Section 2. Congress shall have power by appropriate legislation to enforce the provisions of this article.

The National American Woman Suffrage Association immediately rallied to the support of the Shafroth-Palmer Amendment; they continued to give to it their undivided work for two years.

But the Congressional Union—I quote the vigorous words of the Report of the Congressional Union for the year 1914:

The Congressional Union immediately announced its determination to support only the original Amendment, known popularly as the Susan B. Anthony Amendment, and in Congress as the Bristow-Mondell Amendment. It maintained that to work at the same time for two Suffrage amendments to the National Constitution would enable the enemies of the bill to play one against the other. Believing that one amendment only must be supported, it felt that it was wise to support the amendment which would give Suffrage itself rather than an amendment which, after the same expenditure of effort would give only another method of obtaining Suffrage—that is, would merely establish the initiative on the Suffrage question. The Union, moreover, feeling that the bane of the Suffrage cause at present was too many and not too few referendums, held that to pass a Federal Amendment—which would inaugurate thirty-nine referendum campaigns would involve the movement in a dissipation of resources such as its enemies would most deeply desire. Finally, it held that the passage of one Suffrage amendment to the National Constitution would make it extremely difficult to pass another; so that if the Shafroth Bill became a law, it would probably indefinitely postpone the passage of the Anthony Amendment, and doom the movement to years of referendum campaigns.

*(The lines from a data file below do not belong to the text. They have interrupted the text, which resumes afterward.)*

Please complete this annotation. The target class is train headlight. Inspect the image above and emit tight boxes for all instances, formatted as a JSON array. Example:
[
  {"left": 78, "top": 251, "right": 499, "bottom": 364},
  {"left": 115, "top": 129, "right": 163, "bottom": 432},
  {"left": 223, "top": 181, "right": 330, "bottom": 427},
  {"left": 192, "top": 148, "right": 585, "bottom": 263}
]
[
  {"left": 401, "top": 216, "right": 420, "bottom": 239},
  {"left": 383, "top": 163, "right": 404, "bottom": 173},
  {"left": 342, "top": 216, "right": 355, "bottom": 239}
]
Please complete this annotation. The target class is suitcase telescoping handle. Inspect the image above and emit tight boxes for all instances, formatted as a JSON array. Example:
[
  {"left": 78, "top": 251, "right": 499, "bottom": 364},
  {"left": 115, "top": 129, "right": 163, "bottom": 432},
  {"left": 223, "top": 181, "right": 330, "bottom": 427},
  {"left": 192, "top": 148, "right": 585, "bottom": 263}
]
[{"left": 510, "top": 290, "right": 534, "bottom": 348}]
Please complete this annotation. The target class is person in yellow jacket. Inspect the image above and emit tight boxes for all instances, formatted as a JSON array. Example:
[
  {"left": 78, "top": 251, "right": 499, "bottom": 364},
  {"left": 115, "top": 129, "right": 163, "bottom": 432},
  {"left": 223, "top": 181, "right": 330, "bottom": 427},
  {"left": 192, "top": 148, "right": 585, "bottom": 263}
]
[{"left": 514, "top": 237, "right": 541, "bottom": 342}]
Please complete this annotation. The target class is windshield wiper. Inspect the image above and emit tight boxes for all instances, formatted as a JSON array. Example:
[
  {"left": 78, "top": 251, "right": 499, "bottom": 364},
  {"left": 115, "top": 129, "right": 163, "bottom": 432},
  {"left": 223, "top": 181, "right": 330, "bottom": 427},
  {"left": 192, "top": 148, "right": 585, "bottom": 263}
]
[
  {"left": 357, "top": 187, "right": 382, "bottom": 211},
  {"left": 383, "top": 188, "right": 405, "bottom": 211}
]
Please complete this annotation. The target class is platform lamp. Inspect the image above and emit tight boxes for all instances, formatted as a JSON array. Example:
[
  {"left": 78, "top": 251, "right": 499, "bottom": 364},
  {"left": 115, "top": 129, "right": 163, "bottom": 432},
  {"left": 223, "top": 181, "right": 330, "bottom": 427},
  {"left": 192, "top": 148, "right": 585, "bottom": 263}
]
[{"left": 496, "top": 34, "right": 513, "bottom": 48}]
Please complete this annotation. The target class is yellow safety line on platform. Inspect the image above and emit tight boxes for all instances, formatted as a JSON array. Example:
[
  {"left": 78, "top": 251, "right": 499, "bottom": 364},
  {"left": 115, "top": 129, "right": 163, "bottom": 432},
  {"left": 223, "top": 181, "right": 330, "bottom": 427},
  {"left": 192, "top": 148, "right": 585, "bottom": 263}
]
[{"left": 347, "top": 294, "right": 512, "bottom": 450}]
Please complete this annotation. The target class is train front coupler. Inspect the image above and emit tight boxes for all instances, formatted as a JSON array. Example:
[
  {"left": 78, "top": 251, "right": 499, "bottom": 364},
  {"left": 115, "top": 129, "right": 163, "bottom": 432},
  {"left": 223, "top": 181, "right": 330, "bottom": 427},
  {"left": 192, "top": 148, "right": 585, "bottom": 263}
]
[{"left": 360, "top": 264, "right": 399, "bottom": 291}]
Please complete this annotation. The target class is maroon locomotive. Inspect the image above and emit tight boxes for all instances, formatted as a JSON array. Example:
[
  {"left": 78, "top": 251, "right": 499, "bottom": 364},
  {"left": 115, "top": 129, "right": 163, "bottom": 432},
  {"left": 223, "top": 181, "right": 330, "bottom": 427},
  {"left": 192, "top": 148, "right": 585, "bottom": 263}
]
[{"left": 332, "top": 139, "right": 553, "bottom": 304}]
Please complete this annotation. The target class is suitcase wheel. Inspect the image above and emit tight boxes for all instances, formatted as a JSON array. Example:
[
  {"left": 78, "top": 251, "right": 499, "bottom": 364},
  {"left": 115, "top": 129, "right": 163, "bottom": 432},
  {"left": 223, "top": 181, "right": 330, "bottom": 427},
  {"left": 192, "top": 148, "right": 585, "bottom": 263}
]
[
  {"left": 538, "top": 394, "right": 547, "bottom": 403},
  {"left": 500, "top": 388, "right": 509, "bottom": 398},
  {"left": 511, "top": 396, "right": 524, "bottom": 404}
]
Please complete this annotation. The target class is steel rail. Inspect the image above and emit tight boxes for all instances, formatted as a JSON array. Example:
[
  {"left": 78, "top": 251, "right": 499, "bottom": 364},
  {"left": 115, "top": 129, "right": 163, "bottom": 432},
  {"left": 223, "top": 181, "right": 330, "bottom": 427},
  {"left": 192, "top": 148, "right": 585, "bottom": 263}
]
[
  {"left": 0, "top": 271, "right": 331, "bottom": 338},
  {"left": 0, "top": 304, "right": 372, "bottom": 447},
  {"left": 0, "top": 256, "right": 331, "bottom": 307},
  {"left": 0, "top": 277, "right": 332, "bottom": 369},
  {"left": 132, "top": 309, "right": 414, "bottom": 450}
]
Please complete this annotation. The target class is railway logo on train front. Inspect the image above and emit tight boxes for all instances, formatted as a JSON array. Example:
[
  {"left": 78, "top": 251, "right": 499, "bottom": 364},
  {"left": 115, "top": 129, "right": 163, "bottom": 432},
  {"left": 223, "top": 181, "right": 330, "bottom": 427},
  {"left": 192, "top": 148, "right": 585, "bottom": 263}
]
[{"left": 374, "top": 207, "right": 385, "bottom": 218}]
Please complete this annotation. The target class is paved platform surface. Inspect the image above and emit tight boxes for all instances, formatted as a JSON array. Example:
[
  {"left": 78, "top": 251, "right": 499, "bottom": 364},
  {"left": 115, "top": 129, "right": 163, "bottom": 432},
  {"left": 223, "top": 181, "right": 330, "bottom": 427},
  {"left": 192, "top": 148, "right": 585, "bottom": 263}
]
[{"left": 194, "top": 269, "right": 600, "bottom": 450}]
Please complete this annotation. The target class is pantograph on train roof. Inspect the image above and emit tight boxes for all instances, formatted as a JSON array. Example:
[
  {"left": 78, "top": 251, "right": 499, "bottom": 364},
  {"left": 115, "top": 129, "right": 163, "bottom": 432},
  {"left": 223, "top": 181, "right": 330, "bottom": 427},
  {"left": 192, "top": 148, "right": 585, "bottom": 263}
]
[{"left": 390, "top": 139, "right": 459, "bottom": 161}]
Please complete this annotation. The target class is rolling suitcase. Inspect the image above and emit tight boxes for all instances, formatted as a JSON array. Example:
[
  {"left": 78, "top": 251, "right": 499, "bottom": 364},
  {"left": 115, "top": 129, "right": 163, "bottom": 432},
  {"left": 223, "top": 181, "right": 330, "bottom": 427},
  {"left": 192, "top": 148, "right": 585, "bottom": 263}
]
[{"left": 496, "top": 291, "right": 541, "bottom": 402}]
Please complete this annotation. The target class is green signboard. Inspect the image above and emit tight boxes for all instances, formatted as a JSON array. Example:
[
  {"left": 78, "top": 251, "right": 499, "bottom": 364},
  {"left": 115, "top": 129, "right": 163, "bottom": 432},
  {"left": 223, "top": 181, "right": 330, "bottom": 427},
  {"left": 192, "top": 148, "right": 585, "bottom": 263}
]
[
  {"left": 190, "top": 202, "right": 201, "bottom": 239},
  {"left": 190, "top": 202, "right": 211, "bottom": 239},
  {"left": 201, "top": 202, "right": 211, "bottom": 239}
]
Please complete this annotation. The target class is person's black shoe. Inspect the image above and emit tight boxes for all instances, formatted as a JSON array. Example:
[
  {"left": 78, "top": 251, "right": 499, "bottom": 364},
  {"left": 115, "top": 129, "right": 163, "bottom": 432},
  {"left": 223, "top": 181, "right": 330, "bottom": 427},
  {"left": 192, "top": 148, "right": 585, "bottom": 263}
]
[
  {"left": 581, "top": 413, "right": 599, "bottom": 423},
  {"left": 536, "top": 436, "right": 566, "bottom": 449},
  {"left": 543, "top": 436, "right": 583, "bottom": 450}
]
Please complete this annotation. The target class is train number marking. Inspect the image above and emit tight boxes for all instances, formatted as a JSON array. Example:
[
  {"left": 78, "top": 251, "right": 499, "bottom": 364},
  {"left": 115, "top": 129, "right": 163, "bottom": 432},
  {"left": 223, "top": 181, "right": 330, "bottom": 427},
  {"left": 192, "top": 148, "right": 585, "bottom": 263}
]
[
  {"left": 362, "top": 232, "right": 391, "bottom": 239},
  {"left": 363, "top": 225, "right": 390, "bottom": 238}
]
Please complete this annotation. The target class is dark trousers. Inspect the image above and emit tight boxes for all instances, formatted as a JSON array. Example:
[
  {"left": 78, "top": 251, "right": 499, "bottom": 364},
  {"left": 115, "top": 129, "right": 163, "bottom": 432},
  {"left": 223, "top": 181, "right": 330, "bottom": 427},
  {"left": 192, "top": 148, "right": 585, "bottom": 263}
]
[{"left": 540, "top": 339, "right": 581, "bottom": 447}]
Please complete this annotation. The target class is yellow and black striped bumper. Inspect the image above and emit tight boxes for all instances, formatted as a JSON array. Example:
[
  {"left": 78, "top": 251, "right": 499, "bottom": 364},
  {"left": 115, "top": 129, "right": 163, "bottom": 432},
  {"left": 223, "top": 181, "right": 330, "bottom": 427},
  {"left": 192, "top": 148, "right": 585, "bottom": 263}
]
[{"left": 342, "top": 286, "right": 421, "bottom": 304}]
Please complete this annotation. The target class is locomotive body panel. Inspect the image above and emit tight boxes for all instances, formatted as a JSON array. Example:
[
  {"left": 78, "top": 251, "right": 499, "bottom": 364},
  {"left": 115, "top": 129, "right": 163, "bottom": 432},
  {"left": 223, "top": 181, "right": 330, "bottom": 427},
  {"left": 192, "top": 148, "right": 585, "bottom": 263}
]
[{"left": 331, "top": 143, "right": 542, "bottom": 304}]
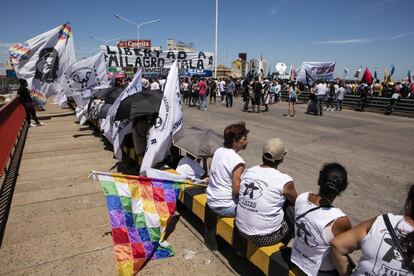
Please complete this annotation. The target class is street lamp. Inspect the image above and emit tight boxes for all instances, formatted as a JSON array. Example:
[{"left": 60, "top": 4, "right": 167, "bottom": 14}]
[
  {"left": 114, "top": 13, "right": 160, "bottom": 48},
  {"left": 89, "top": 35, "right": 121, "bottom": 45},
  {"left": 214, "top": 0, "right": 219, "bottom": 78}
]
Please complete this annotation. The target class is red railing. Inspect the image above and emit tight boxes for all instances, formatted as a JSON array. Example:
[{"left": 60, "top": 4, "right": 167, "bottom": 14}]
[{"left": 0, "top": 97, "right": 26, "bottom": 178}]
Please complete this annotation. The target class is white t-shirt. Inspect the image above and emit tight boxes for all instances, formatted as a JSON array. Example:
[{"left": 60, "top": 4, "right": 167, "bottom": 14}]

Not at all daunted by the action of the Senate in defeating the Susan B. Anthony Amendment, nor by the introduction there of the Shafroth-Palmer Amendment, the Congressional Union at once secured the re-introduction in the Senate of the defeated Amendment. The measure was out of the Senate only twenty-two hours. The following day, Senator Bristow introduced a resolution identical with the one which had been lost. On April 7, it was again reported from the Woman Suffrage Committee, and took its place on the Calendar of the Senate. This was just a year from the date of its original introduction to this Senate. It was the second favorable report of the Senate Committee in one Congress.

Here we leave the work with Congress for a while, and take up the matter of the education of the President. We must go back a few months.


VII
PRESSURE ON THE PRESIDENT

Although five different deputations—Congressional Union members; college women; women voters; New Jersey women; women from all the States—had called on the President, it was apparent that he had undergone no change in his attitude toward the Suffrage question. On February 2, 1914, therefore, another deputation, the sixth—and an exceedingly interesting one—marched to the White House. This deputation included women from the industrial world and they represented more than fifty trades in which women are engaged. They carried banners which bore quotations from the President’s New Freedom: “We Have Got to Humanize Industry,” and “I Absolutely Protest Against Being Put into the Hands of Trustees.”